Degree(s) New students per year/session 0
Director Keith Worsley
Duration (yrs)
University of Science and Technology of China. Shanghai, China
The geometry in the title is not the geometry of lines and angles but the geometry of topology, shape and knots. For example, galaxies are not distributed randomly in the universe, but they tend to form clusters, or sometimes strings, or even sheets of high galaxy density. How can this be handled statistically? The Euler characteristic (EC) of the set of high density regions has been used to measure the topology of such shapes; it counts the number of connected components of the set, minus the number of `holes’, plus the number of `hollows'. Despite its complex definition, the exact expectation of the EC can be found for some simple models, so that observed EC can be compared with expected EC to check the model. A similar problem arises in functional magnetic resonance imaging (fMRI), where the EC is used to detect local increases in brain activity due to an external stimulus.

We are also interested the analysis of brain shape: does brain shape change with disease, age or gender? Three types of data are now available: 3D binary masks, 2D triangulated surfaces, and trivariate 3D vector displacement data from the non-linear deformations required to align the structure with an atlas standard. Again the Euler characteristic of the excursion set of a random field is used to test for localised shape changes. We extend these ideas to scale space, where the scale of the smoothing kernel is added as an extra dimension to the random field. Extending this further still, we look at fields of correlations between all pairs of voxels, which can be used to assess brain connectivity. Shape data is highly non-isotropic, that is, the effective smoothness is not constant across the image, so the usual random field theory does not apply. We propose a solution that warps the data to isotropy using local multidimensional scaling. We then show that the subsequent corrections to the random field theory can be done without actually doing the warping – a result guaranteed in part by the famous Nash Embedding Theorem.

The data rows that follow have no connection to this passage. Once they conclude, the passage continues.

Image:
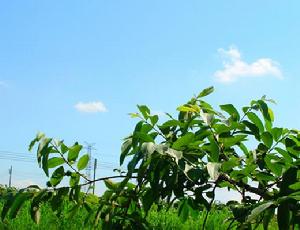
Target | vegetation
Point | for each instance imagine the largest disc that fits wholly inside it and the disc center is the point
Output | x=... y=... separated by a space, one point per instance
x=179 y=164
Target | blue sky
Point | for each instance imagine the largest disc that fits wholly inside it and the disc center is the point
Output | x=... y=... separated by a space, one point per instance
x=111 y=55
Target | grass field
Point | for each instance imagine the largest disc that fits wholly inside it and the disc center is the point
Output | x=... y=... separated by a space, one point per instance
x=158 y=219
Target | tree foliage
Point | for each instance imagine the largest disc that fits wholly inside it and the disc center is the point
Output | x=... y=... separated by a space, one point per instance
x=181 y=161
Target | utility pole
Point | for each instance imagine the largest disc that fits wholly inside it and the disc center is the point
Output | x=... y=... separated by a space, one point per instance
x=95 y=167
x=10 y=173
x=89 y=147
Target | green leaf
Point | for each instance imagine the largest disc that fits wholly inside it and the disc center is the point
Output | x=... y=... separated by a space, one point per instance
x=148 y=148
x=189 y=108
x=183 y=210
x=274 y=166
x=144 y=110
x=83 y=162
x=255 y=119
x=63 y=148
x=253 y=128
x=19 y=200
x=154 y=119
x=264 y=109
x=43 y=148
x=74 y=180
x=285 y=154
x=55 y=161
x=256 y=212
x=177 y=155
x=283 y=216
x=267 y=139
x=183 y=141
x=148 y=199
x=231 y=110
x=276 y=133
x=213 y=170
x=231 y=141
x=57 y=176
x=295 y=186
x=142 y=137
x=126 y=146
x=206 y=92
x=74 y=152
x=111 y=185
x=268 y=215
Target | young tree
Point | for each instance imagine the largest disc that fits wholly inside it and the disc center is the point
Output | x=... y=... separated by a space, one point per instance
x=182 y=160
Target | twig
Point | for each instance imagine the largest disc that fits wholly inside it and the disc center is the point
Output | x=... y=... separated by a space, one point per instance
x=210 y=204
x=68 y=163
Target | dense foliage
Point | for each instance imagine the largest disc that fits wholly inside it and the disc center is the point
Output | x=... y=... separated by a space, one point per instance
x=180 y=163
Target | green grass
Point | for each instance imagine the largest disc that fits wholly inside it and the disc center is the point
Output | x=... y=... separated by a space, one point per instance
x=163 y=219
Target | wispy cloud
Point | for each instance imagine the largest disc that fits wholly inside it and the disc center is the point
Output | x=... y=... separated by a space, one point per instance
x=235 y=67
x=3 y=84
x=91 y=107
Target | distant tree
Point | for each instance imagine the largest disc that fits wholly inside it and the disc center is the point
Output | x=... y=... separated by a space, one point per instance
x=182 y=160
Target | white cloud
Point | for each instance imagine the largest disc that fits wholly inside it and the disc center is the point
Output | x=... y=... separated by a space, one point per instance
x=91 y=107
x=24 y=183
x=3 y=84
x=235 y=67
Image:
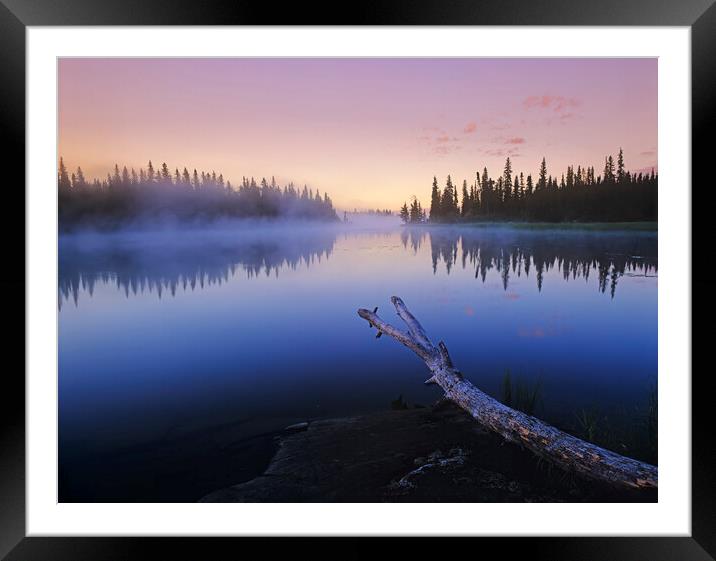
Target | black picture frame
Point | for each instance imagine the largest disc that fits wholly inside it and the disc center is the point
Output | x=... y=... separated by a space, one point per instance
x=16 y=15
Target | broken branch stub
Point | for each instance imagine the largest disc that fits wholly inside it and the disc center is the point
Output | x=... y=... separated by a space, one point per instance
x=564 y=450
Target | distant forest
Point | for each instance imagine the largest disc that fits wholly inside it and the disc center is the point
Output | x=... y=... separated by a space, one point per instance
x=580 y=195
x=126 y=196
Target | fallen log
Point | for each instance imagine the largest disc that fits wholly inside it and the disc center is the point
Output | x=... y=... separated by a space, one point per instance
x=563 y=450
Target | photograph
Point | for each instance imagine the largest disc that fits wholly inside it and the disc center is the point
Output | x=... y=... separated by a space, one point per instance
x=357 y=279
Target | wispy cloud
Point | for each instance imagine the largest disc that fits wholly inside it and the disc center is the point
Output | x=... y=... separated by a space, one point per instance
x=556 y=103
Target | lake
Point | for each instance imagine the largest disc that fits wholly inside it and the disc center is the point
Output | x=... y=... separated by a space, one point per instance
x=181 y=354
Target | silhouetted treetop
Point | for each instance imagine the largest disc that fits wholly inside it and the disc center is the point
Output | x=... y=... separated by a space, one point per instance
x=126 y=196
x=578 y=196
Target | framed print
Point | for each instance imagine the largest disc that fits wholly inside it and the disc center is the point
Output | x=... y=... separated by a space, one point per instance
x=425 y=273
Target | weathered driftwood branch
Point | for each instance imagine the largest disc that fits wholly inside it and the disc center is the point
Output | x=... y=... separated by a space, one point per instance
x=566 y=451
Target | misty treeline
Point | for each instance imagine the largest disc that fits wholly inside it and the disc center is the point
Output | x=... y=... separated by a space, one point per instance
x=615 y=195
x=127 y=196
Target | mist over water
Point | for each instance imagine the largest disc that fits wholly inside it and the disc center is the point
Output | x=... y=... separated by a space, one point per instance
x=167 y=334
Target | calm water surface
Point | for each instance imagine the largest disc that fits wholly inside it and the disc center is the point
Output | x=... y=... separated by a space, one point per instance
x=180 y=354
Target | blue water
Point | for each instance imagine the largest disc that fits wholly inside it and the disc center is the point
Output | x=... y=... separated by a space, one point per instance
x=180 y=352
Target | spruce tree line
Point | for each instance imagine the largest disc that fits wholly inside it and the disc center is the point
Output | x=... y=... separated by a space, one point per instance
x=127 y=196
x=579 y=195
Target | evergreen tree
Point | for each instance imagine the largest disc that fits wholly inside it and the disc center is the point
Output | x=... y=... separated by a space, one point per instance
x=620 y=166
x=435 y=211
x=542 y=181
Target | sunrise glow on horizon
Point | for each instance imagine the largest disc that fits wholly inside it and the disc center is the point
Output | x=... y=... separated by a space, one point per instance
x=371 y=132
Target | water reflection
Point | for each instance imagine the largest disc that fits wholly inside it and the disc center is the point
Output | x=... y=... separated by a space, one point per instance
x=514 y=252
x=164 y=265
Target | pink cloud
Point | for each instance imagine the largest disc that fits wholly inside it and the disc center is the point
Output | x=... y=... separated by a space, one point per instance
x=445 y=149
x=557 y=103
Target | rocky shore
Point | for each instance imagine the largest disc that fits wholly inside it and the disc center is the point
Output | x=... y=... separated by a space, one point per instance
x=416 y=455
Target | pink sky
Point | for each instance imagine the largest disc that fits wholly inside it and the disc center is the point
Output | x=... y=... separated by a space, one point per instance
x=371 y=132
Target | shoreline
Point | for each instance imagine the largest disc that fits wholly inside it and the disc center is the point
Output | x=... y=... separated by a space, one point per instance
x=427 y=454
x=577 y=226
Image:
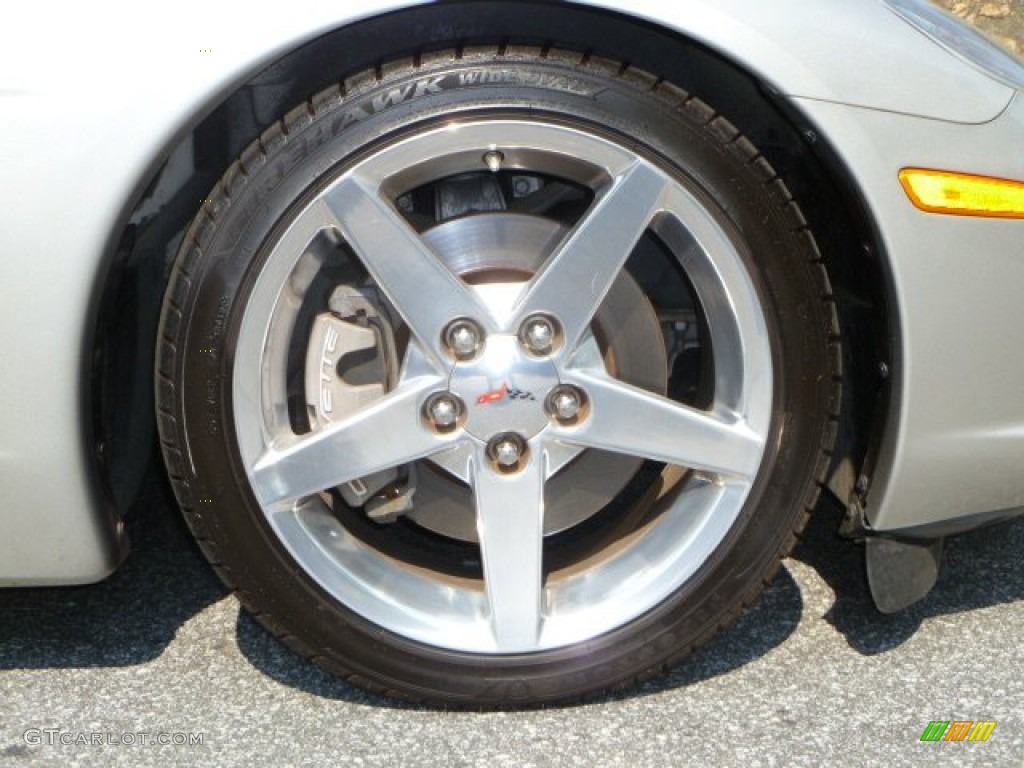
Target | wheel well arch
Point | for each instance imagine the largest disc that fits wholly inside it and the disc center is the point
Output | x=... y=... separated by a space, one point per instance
x=120 y=400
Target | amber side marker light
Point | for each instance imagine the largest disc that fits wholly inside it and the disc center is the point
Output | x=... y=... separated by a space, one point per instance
x=964 y=195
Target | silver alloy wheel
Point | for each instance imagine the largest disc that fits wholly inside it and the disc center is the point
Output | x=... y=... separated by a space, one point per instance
x=516 y=608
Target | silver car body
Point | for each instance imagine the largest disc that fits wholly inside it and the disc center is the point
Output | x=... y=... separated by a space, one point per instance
x=92 y=102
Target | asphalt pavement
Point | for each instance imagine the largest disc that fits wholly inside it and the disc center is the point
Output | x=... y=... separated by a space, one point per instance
x=160 y=652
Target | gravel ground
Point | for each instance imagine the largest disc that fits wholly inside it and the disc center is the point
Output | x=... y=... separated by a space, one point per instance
x=812 y=676
x=1004 y=22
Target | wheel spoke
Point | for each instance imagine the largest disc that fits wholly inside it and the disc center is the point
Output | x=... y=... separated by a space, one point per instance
x=421 y=288
x=510 y=524
x=576 y=279
x=352 y=448
x=627 y=420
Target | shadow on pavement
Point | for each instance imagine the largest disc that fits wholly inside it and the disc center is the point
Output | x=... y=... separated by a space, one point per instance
x=128 y=619
x=979 y=569
x=133 y=615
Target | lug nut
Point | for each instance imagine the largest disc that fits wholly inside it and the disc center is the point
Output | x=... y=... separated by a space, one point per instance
x=464 y=338
x=507 y=452
x=566 y=406
x=538 y=335
x=443 y=412
x=565 y=403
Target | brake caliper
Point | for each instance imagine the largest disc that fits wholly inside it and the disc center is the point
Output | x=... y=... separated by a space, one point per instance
x=350 y=363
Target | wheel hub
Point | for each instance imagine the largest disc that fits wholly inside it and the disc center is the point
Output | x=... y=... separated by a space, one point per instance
x=504 y=390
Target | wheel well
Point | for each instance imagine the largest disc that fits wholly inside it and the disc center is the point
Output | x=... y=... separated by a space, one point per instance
x=122 y=399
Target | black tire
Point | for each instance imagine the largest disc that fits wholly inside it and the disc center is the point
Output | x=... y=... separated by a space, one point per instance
x=228 y=244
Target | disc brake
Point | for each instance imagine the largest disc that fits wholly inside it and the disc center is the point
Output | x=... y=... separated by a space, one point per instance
x=351 y=361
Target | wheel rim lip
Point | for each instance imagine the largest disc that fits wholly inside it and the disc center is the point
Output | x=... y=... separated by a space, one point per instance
x=580 y=606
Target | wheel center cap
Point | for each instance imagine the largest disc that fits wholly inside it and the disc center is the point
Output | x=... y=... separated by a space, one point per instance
x=504 y=389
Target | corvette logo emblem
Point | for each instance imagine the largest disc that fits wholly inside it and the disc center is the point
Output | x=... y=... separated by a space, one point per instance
x=504 y=393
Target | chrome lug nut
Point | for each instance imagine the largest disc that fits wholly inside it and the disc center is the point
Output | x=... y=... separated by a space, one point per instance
x=538 y=334
x=566 y=403
x=464 y=338
x=566 y=406
x=507 y=452
x=442 y=412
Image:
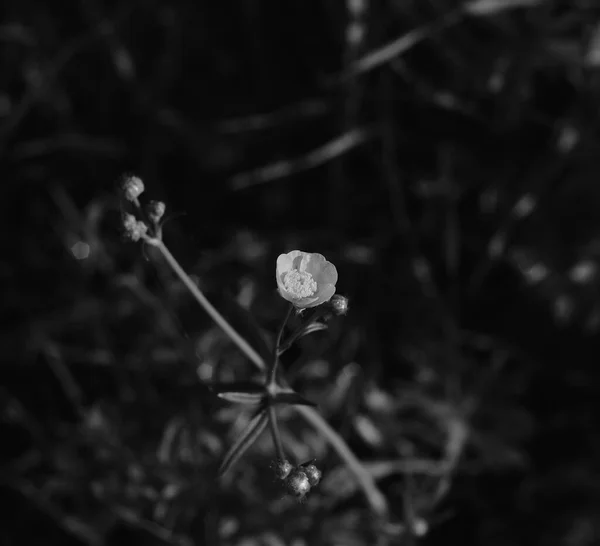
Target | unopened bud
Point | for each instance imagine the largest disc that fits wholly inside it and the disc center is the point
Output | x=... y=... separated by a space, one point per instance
x=297 y=483
x=313 y=474
x=134 y=229
x=339 y=304
x=132 y=187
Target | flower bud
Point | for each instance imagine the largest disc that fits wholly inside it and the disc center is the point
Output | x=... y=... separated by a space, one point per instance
x=155 y=211
x=282 y=468
x=313 y=474
x=339 y=304
x=132 y=187
x=297 y=483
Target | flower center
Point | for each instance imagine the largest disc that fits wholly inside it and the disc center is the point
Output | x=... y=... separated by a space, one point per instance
x=299 y=283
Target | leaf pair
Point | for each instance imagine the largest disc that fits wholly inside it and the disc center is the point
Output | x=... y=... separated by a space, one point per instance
x=253 y=394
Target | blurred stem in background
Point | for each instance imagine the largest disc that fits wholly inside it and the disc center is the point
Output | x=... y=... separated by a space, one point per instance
x=375 y=498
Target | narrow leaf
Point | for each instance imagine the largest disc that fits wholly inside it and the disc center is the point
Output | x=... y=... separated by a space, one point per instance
x=241 y=445
x=301 y=332
x=242 y=397
x=292 y=398
x=248 y=387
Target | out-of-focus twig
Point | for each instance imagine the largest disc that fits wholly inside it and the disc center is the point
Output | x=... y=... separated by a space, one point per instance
x=282 y=169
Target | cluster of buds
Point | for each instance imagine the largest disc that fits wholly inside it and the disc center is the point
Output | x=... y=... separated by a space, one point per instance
x=299 y=479
x=134 y=227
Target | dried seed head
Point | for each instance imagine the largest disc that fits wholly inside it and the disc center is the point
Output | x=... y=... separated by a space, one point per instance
x=339 y=304
x=155 y=211
x=313 y=474
x=297 y=483
x=133 y=228
x=282 y=468
x=132 y=187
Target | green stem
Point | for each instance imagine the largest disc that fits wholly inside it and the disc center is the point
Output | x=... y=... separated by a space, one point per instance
x=273 y=369
x=275 y=433
x=374 y=496
x=243 y=345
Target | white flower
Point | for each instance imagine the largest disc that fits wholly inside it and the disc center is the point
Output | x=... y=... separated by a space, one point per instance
x=305 y=279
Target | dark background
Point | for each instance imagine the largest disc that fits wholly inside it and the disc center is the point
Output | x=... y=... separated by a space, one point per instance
x=453 y=179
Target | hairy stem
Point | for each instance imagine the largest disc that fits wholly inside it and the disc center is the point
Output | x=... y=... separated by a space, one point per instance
x=375 y=498
x=273 y=369
x=275 y=433
x=243 y=345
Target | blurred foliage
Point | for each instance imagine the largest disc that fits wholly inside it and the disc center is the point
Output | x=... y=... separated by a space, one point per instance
x=443 y=154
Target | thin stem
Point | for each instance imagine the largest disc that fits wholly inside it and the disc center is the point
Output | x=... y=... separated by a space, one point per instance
x=273 y=370
x=243 y=345
x=374 y=496
x=275 y=433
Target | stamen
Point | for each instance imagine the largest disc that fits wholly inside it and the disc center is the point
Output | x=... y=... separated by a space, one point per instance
x=299 y=283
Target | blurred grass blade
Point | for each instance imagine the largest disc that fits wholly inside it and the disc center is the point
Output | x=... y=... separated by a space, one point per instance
x=245 y=323
x=239 y=392
x=248 y=387
x=491 y=7
x=304 y=331
x=292 y=398
x=250 y=435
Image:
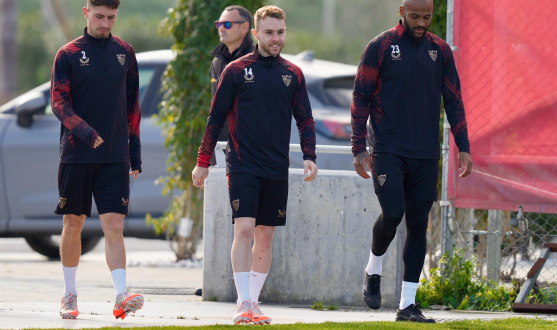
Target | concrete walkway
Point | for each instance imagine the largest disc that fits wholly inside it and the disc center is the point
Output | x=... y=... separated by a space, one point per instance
x=31 y=289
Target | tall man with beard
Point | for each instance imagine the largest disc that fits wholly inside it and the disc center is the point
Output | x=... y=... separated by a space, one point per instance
x=259 y=93
x=401 y=77
x=94 y=93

Finally we shall look in some detail at the statistical analysis of fMRI data. Our proposed method seeks a compromise between validity, generality, simplicity and execution speed. The method is based on linear models with local AR(p) errors fitted via the Yule-Walker equations with a simple bias correction that is similar to the first step in the Fisher scoring algorithm for finding ReML estimates. The resulting effects are then combined across runs in the same session, across sessions in the same subject, and across subjects within a population by a simple mixed effects model. The model is fitted by ReML using the EM algorithm after re-parameterization to reduce bias, at the expense of negative variance components. The residual degrees of freedom are boosted using a form of pooling by spatial smoothing. Activation is detected using Bonferroni, False Discovery Rate, and non-isotropic random field methods for local maxima and spatial extent. We conclude with some suggestions for the optimal design of fMRI experiments.